In a city inundated with neon signs and partially functioning LED lights, their presence can often feel hackneyed. LA artist Ginger Q. knows this. Yet, that doesn’t deter her from the versatile and appealing medium that is neon; it intrigues her.
In her most recent solo show, entitled Flip It N’ Reverse It, Ginger explored the archetypal notions of neon through subject and material. At the core of the exhibit was a neon-lined, deconstructed Cadillac. Built with collected car parts from a local junkyard, the neon caddy was a statement on rethinking classics. By lighting the metal frame in shades of blue neon, the vintage car and classical medium were pieced together in an uncommon way. The commercial and practical use of both were, well, flipped and reversed to create a delicate sculpture in an art gallery.
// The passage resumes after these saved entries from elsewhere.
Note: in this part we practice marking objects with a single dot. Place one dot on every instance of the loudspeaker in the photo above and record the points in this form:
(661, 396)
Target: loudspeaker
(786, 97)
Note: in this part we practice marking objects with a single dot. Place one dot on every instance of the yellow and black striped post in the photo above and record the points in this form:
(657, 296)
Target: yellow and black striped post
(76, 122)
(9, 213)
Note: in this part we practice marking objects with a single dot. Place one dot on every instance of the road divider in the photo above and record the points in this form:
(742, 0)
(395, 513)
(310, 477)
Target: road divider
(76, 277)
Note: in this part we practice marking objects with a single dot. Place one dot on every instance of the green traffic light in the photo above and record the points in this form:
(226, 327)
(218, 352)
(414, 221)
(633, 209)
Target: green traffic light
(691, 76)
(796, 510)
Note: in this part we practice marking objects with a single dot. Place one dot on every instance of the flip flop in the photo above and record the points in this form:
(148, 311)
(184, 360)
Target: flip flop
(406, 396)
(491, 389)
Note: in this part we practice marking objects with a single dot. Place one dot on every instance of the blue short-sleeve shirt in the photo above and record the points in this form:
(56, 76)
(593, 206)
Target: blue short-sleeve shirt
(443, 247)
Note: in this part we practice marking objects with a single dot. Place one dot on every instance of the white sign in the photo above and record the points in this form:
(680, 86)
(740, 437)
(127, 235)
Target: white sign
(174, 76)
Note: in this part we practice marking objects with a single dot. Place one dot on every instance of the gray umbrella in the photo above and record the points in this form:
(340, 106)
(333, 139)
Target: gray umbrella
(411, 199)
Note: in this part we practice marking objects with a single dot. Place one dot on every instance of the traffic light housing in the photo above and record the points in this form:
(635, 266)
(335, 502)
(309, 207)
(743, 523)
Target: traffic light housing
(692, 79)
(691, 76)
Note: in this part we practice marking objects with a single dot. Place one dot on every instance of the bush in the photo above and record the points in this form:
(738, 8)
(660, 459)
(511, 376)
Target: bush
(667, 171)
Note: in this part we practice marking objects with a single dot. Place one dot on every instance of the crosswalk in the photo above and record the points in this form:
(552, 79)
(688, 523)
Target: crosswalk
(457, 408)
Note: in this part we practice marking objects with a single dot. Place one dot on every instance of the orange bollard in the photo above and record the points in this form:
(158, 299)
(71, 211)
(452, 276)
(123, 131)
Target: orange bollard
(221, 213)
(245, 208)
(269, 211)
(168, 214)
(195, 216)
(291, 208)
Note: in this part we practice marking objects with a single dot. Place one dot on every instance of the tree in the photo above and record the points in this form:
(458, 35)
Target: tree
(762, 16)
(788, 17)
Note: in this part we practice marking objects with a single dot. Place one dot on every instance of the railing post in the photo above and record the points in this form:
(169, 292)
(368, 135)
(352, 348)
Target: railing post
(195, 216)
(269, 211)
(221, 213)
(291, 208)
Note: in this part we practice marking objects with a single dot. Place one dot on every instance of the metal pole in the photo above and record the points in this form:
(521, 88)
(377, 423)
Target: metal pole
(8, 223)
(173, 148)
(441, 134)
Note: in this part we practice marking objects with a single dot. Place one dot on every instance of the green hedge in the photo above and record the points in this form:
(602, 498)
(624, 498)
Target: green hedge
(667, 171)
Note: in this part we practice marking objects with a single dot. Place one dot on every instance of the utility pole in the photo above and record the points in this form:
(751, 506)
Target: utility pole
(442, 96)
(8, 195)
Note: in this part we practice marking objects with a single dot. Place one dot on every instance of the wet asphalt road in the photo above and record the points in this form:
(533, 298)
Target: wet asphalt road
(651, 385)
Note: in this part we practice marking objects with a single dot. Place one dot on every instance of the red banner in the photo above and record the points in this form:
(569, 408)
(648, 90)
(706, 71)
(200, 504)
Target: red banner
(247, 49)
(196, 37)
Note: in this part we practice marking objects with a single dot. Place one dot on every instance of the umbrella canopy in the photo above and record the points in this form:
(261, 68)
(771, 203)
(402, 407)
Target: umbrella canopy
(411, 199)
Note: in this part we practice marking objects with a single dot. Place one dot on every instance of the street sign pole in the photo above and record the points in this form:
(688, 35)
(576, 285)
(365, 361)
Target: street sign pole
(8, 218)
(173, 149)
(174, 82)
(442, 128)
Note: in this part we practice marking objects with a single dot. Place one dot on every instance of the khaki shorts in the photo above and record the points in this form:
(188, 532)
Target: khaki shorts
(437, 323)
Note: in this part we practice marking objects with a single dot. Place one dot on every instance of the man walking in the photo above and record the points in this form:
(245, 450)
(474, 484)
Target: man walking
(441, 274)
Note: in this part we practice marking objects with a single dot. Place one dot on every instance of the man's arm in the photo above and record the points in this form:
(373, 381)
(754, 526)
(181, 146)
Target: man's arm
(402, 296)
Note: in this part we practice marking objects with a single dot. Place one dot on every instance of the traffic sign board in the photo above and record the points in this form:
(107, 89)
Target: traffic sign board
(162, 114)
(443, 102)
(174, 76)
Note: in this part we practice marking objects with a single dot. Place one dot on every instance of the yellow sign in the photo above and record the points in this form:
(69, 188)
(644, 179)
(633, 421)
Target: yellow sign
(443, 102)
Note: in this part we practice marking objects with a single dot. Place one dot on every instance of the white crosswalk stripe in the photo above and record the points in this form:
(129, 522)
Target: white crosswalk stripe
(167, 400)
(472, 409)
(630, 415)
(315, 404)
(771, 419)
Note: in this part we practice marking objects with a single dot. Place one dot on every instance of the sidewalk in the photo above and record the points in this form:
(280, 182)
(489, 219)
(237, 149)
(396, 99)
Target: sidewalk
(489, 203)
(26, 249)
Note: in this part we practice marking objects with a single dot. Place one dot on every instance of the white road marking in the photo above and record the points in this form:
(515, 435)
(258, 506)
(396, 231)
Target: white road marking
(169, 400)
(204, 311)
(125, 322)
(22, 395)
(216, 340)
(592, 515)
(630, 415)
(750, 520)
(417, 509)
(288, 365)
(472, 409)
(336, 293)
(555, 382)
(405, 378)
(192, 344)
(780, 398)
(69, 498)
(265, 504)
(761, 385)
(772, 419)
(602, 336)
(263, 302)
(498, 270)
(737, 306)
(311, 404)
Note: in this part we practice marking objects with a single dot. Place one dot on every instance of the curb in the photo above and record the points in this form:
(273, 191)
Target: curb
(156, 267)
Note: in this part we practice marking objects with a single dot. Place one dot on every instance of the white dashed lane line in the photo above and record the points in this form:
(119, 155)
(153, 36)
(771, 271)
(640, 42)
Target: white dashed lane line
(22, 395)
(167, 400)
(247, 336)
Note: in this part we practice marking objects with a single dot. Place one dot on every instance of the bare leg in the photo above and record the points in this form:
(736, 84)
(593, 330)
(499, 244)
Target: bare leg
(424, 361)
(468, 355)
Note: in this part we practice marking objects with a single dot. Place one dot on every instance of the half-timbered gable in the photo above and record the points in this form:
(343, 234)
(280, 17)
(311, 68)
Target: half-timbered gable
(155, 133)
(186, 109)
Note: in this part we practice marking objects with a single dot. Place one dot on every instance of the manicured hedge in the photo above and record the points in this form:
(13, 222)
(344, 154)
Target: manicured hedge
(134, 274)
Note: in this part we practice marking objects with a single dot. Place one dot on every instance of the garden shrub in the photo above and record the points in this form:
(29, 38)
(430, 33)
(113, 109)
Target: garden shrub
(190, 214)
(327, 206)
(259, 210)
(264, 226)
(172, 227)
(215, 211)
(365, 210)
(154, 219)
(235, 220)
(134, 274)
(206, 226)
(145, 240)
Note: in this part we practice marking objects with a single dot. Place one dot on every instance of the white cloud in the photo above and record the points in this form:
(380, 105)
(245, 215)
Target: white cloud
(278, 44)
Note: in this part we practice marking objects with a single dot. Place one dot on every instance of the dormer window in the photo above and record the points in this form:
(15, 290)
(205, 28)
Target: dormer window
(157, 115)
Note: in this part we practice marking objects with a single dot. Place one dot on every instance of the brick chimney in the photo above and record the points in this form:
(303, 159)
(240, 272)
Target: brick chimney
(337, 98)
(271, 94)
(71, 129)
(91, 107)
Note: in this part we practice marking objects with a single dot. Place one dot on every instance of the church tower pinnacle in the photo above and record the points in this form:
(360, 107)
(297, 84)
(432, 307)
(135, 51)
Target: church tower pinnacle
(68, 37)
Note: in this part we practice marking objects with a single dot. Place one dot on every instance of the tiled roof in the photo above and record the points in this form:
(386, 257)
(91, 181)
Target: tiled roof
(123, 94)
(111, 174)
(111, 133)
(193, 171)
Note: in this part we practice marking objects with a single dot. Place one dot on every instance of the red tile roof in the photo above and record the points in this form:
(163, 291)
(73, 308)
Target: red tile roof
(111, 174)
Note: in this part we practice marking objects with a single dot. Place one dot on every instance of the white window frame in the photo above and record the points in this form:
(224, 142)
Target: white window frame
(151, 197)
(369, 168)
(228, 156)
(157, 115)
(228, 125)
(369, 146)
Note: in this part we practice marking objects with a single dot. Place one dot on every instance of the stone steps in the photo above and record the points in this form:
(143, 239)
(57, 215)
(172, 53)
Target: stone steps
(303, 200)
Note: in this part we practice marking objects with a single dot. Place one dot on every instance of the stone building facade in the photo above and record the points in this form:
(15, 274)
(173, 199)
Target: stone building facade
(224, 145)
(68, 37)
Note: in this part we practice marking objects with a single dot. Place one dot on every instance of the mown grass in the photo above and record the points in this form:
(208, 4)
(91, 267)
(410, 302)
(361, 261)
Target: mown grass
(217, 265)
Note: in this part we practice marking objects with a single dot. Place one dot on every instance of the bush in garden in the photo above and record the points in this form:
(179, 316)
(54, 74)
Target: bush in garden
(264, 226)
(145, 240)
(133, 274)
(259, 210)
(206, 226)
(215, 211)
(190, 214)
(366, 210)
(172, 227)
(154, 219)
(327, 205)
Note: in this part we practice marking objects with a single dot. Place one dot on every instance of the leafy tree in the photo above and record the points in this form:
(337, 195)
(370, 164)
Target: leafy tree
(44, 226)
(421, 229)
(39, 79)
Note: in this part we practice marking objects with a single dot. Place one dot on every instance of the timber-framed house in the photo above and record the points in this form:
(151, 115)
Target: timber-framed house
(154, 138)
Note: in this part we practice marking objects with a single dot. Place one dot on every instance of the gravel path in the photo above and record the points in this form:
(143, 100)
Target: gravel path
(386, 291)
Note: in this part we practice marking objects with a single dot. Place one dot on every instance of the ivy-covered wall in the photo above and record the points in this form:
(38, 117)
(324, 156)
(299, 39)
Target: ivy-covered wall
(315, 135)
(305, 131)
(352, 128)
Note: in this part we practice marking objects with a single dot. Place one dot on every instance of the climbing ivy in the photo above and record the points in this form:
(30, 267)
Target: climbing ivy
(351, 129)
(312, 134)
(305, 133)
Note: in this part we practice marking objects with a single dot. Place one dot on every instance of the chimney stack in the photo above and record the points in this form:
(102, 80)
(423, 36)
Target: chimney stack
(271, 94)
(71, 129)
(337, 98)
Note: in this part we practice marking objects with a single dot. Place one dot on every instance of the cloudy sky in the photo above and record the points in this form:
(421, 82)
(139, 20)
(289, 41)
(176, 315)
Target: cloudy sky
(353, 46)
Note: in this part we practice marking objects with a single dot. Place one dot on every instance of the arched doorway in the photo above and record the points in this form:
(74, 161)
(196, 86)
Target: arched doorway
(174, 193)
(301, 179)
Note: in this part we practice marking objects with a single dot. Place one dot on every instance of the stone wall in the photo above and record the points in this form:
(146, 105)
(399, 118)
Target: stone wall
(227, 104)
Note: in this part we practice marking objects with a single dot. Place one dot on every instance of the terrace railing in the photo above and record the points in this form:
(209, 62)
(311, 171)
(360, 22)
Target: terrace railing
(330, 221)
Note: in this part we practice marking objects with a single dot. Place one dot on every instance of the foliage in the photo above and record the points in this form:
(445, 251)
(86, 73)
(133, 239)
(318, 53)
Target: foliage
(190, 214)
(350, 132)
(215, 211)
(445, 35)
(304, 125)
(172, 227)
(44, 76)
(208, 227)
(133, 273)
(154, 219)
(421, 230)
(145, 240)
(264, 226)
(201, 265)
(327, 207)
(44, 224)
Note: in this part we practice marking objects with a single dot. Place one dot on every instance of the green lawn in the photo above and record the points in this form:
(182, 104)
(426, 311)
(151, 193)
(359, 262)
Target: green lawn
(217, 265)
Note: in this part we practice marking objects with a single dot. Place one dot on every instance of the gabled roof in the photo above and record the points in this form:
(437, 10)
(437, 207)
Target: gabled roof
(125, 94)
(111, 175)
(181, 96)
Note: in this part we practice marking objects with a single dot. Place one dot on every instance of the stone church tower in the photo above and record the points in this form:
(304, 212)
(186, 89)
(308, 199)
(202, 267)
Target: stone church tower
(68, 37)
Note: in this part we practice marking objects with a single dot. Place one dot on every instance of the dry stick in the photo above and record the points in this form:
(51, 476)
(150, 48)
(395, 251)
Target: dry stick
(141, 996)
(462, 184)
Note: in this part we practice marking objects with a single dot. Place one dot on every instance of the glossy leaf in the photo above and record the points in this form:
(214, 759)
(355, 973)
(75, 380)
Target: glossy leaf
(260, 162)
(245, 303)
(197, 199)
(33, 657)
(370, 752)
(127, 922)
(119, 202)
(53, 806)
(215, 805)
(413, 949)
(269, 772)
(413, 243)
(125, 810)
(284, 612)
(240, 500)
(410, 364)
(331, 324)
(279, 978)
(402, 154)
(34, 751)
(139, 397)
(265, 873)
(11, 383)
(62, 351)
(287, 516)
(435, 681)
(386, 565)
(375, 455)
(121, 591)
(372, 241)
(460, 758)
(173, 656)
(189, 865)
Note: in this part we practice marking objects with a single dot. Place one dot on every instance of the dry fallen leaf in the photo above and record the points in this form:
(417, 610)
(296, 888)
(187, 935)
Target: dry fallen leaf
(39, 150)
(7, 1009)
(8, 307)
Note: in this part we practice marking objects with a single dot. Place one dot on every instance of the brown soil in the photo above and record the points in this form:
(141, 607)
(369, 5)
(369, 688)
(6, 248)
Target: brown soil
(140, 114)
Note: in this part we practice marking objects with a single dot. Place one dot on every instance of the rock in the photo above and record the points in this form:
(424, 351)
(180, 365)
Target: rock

As an ode to her upbringing in Los Angeles, Ginger situated the neon caddy in front of a characteristic sunset of yellows, pinks, and oranges obstructed by a barbed-wire fence. The continuation of chain and heavy metals was a noticeable theme throughout the exhibition. A large silver neck chain hung above a poem dedicated to cars and Missy Elliot. And on the opposite side of the same wall: a neon with the words “Flip It N’ Reverse It” mounted on a sheet of diamond plated steel. By blending fragile neon and durable metal, Ginger aimed to alter the ways in which these materials are commonly seen in the commercial world of signage.
As promised, the neons didn’t end there. Various multi-colored circles— somewhat reminiscent of the colors in the sunset backdrop— hung above the windows at the entrance of the gallery. In the adjacent room, an old english lettered neon with the characters “G&G” floated in blinding orange, staying consistent with the artist’s theme of classics.
The neon caddy is now fuelling up to tour around galleries in the LA area. Buckle up because it’s going to be a long ride.